Yep. I’m one of those freaks. Make sure you cross the road to avoid me in the street.
This deranged Daddy is in for life, a decision that was made instinctively and obviously the moment I cut my little girls’ umbilical cord. But this tacit agreement can appear to inconvenience others. Tentative enquiries about possible cinema trips or restaurant visits are swiftly followed by that nod of sympathy and an understanding reply, such as: “Oh, that’s right. You haven’t got a helper. Would you like to borrow ours? Or maybe your daughter could stay with our sister’s helper? Or maybe she could play with the traffic for a couple of hours? You’ve been with her all weekend, right? Surely, you’d want to get away from her for a couple of hours and watch Teenage Mutant Ninja Turtles?”
(In fact, I was recently asked if I missed going to the cinema regularly to watch films for grown-ups since my daughter came along. This person had just watched the latest Transformers movie. If they continue to make Transformers movies, I’ll produce more children just to stay away.)
In Singapore’s relentless economy, two-income households are the norm (ours is no exception) and home assistance or a domestic helper can be necessary. That’s understandable. What’s less palatable perhaps is the post-modern assumption that some sort of cultural and spiritual nourishment of body and soul must be achieved away from our offspring.
It’s all about the “me” time. We need the “me” time, a chance to explore, entertain and titillate ourselves. I’ve already spent 40 years with “me”. I know me. I’m fed up with me. I can’t make myself laugh like a six-year-old girl standing on the sofa and singing One Direction songs in a pink tutu (I tried it once and to be honest, it was just plain embarrassing.)
Friends are often eager to take a long jump away from the kids in the evening to land in a sandpit of scintillating adult conversation, wallowing in a world of mature, like-minded intellects. That’s plausible, to a point. The last detailed conversation I had with an adult friend was about USB cables for a laptop. The last detailed conversation I had with my daughter was about how many sofa cushions I could balance on my head. I know which conversation I preferred (and I managed four cushions.)
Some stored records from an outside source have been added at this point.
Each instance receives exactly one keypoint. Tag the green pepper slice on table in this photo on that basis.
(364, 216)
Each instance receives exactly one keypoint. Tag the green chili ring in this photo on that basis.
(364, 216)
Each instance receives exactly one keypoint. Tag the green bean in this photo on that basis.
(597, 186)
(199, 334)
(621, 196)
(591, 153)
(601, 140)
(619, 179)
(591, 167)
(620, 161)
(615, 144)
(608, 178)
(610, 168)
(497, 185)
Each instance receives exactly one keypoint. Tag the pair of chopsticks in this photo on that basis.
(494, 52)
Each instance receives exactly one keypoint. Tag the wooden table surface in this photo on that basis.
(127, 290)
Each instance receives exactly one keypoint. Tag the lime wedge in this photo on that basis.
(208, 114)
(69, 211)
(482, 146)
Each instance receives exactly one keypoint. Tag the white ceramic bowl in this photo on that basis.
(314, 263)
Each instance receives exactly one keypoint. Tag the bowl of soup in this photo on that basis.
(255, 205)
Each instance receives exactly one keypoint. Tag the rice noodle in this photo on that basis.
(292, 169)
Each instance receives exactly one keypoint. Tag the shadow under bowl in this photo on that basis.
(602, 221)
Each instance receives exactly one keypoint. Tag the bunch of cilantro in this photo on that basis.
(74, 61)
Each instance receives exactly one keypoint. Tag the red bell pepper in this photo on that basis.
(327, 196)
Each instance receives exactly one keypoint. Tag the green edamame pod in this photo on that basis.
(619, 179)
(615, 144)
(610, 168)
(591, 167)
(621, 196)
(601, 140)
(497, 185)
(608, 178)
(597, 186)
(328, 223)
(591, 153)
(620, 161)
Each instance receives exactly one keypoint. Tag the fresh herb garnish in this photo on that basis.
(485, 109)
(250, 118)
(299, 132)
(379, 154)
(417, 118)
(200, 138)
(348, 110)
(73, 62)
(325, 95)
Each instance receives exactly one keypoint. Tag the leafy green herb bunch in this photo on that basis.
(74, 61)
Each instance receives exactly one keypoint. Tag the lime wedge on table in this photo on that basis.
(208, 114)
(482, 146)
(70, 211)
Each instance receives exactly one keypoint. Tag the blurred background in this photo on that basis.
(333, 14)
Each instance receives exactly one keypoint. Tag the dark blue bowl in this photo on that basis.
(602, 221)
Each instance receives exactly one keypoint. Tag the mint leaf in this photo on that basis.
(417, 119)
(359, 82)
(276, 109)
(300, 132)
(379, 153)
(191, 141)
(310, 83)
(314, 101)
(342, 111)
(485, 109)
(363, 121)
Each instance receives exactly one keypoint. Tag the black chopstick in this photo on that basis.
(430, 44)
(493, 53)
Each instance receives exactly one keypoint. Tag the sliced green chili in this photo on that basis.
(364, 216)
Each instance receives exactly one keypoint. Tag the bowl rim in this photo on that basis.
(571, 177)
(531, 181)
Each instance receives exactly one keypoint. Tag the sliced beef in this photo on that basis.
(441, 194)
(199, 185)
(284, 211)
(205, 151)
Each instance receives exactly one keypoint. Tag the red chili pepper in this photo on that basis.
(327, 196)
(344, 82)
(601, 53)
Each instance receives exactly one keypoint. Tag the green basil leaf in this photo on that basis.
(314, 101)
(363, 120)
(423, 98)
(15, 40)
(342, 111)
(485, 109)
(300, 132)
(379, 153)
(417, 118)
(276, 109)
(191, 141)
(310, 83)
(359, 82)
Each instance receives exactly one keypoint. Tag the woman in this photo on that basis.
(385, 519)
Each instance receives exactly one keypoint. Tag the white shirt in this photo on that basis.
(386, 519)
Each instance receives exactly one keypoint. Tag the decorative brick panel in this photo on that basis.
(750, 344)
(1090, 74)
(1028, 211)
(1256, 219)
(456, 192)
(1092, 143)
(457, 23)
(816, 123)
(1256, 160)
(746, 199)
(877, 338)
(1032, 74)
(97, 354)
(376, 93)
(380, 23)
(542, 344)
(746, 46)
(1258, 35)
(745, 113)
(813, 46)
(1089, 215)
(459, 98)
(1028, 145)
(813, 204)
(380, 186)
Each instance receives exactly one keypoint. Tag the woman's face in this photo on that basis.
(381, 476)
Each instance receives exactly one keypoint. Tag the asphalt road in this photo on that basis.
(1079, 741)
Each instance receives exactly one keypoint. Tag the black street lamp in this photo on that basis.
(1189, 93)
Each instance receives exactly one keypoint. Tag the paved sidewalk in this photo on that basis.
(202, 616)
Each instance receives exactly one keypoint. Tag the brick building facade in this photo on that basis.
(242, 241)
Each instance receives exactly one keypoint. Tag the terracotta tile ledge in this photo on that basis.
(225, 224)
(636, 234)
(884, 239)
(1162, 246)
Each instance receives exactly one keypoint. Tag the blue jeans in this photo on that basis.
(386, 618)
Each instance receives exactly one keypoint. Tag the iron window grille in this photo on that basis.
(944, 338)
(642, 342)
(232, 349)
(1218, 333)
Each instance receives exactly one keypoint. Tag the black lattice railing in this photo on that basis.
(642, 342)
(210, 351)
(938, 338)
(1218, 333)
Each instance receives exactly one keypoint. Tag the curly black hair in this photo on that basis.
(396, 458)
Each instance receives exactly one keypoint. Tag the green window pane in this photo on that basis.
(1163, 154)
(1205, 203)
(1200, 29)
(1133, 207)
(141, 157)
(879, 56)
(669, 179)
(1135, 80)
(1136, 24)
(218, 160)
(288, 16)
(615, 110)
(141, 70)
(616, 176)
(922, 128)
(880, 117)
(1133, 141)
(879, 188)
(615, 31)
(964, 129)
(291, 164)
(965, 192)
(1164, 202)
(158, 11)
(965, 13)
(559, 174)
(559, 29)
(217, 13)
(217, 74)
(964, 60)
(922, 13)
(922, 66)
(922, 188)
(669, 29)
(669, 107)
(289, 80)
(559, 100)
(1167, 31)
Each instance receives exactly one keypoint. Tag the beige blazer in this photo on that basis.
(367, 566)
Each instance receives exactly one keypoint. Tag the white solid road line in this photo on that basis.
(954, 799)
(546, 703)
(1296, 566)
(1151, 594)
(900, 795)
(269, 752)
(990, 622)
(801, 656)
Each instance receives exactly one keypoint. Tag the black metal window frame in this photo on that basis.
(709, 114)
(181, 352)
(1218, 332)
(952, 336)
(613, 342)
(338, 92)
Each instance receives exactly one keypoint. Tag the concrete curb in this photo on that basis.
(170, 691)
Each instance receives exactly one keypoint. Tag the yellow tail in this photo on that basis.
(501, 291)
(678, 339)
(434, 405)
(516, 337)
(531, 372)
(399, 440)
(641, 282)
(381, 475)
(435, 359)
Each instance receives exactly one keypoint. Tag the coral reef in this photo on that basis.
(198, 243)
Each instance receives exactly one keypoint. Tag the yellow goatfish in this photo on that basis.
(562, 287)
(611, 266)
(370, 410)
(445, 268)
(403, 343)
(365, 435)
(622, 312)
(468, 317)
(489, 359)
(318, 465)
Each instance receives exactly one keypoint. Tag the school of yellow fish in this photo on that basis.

The simple, honest truth is no movie will ever make me laugh or cry like my daughter. No night out or performance will ever be as memorable as her first rendition of a Chinese nursery rhyme. No sporting event will rival her first completed swimming length. No meal could ever taste quite like her first home-cooked feast of garlic bread and cheesy mashed potato (it’s true. The garlic stayed with me for days.)
So don’t feel sorry for this particular Daddy when he spends all of his time with his daughter most nights and weekends.
I’m missing out on everything trivial, but nothing that actually matters.
About the Author: Neil Humphreys is one of Singapore’s best-selling authors. His works include Notes from an Even Smaller Island (2001), Scribbles from the Same Island (2003), and Final Notes from a Great Island (2006). Be My Baby (2008) chronicled his journey to parenthood and was his first international best-seller. His most recent Singapore book, Return to a Sexy Island (2012), was a No.1 best-seller and turned into a TV series. His illustrated book series – Abbie Rose and the Magic Suitcase – is proving popular with children all over the world and is currently being adapted into an animated TV series. Humphreys has written extensively for The Straits Times, TODAY, The New Paper, Esquire, Men’s Health, FourFourTwo and Young Parents. He currently lives in Bedok with his family and hopes his daughter will learn conversational Mandarin so she can teach her Dad.